Susanne Gruss, Marcus Hartner (eds)

Practices and Narratives of Early Modern Piracy

Connecting the Seas, 1550–1800

Rather than looking at different manifestations of early modern piracy as geographically and temporally isolated cultural phenomena, Practices and Narratives of Early Modern Piracy: Connecting the Seas (1550–1800) pursues a comprehensive approach to this field of study. This volume investigates the spatial, temporal, and economic connections between pirates and other seafarers who navigated the North Sea, the Mediterranean Sea, the Atlantic, and the Indian Oceans in the early modern period, and the cultural products they inspired. With a specific focus on historical practices and cultural narratives it addresses issues such as the appearance of pirates and piratical protagonists in diverse geographical locations, changing negotiations of pirate identity, the fluid boundary between illegal piracy and state-sanctioned privateering, and the (trans)national economic entanglements of different forms of maritime predation. By bringing together the discussion of literary, cultural, and historical aspects of piracy and seafaring, the volume explores the cultural as well as the ideological impact and function of the pirate figure in early modern historiography, literature, and popular culture.
Editors

Susanne Gruss

Susanne Gruss is Professor of English Literature at the University of Bamberg.

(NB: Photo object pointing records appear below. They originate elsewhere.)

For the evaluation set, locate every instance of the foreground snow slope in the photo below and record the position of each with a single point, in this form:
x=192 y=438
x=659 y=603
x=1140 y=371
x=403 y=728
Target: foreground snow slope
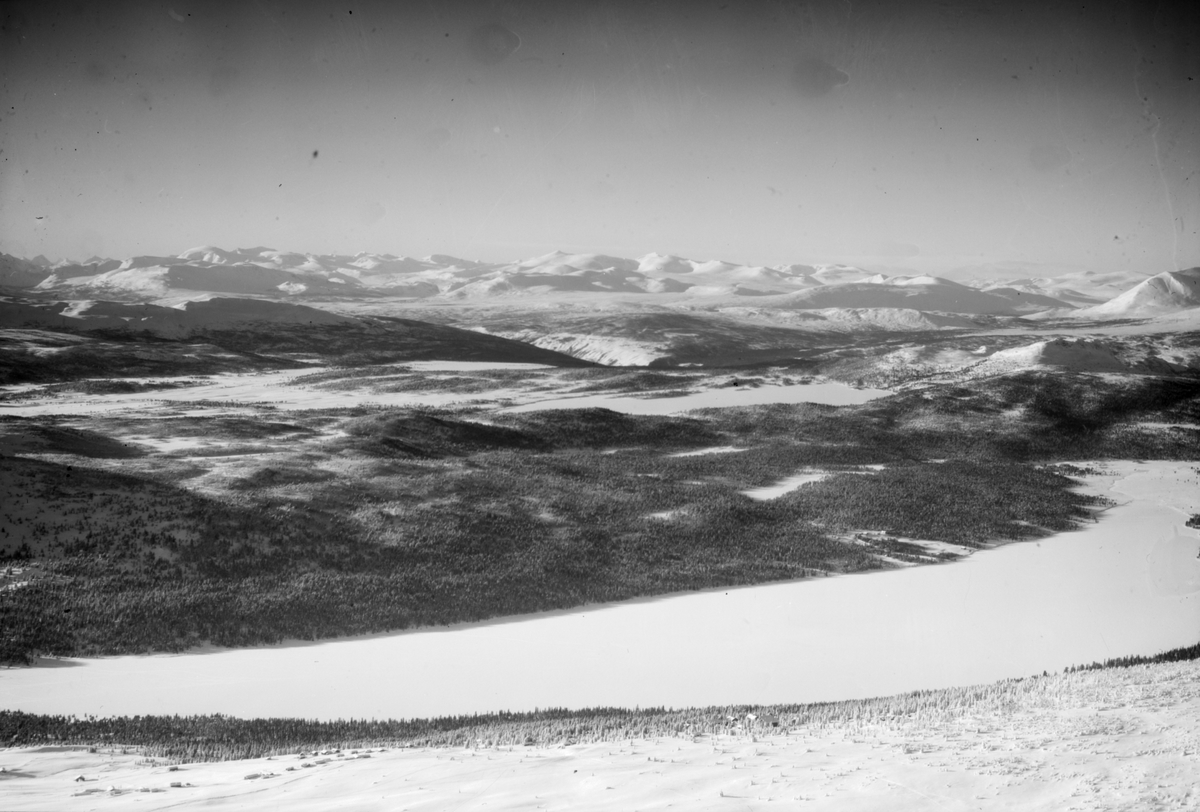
x=1116 y=739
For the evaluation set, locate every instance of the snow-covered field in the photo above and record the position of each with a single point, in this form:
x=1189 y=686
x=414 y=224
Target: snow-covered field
x=1119 y=739
x=277 y=390
x=1127 y=584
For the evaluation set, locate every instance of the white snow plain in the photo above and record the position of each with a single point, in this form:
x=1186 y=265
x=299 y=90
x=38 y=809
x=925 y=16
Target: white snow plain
x=1127 y=584
x=1117 y=739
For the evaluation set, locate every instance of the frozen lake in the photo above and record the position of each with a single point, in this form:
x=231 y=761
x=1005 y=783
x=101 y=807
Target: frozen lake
x=831 y=394
x=1128 y=584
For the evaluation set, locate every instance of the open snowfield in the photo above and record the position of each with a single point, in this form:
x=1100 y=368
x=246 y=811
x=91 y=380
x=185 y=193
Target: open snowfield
x=1117 y=739
x=1127 y=584
x=282 y=391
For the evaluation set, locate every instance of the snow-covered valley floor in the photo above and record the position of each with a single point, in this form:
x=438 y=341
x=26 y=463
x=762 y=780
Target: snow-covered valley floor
x=1117 y=739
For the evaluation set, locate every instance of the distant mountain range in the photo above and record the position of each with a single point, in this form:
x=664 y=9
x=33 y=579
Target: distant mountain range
x=264 y=272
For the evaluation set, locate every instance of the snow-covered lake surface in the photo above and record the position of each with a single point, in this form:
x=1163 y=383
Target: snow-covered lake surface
x=785 y=486
x=1127 y=584
x=276 y=389
x=827 y=394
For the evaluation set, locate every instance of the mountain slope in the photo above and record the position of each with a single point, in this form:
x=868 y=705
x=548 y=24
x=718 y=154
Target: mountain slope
x=1165 y=293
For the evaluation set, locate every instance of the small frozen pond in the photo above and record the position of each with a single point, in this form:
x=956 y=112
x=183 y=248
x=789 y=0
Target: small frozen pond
x=785 y=486
x=823 y=394
x=1128 y=584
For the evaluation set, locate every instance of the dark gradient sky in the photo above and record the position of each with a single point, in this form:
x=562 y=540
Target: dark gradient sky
x=904 y=133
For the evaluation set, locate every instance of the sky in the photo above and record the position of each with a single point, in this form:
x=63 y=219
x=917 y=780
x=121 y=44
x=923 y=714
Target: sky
x=918 y=134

Her research and publications focus on contemporary British literature and culture as well as on early modern England. Within these broad areas, her specialisms include gender studies and feminist theory, neo-Victorianism, and (film) adaptation; as well as collaboration and/in theatre, piracy, and (early modern) law and literature.

Marcus Hartner

Marcus Hartner is Senior Lecturer in English Literature at Bielefeld University. His main areas of expertise include early modern English travel literature and (cognitive and historical) narratology, particularly the study of literary character. He is currently working on a monograph on early modern English captivity narratives and co-edits the Handbook of Interdisciplinarity (de Gruyter, with Nadine Böhm-Schnitker).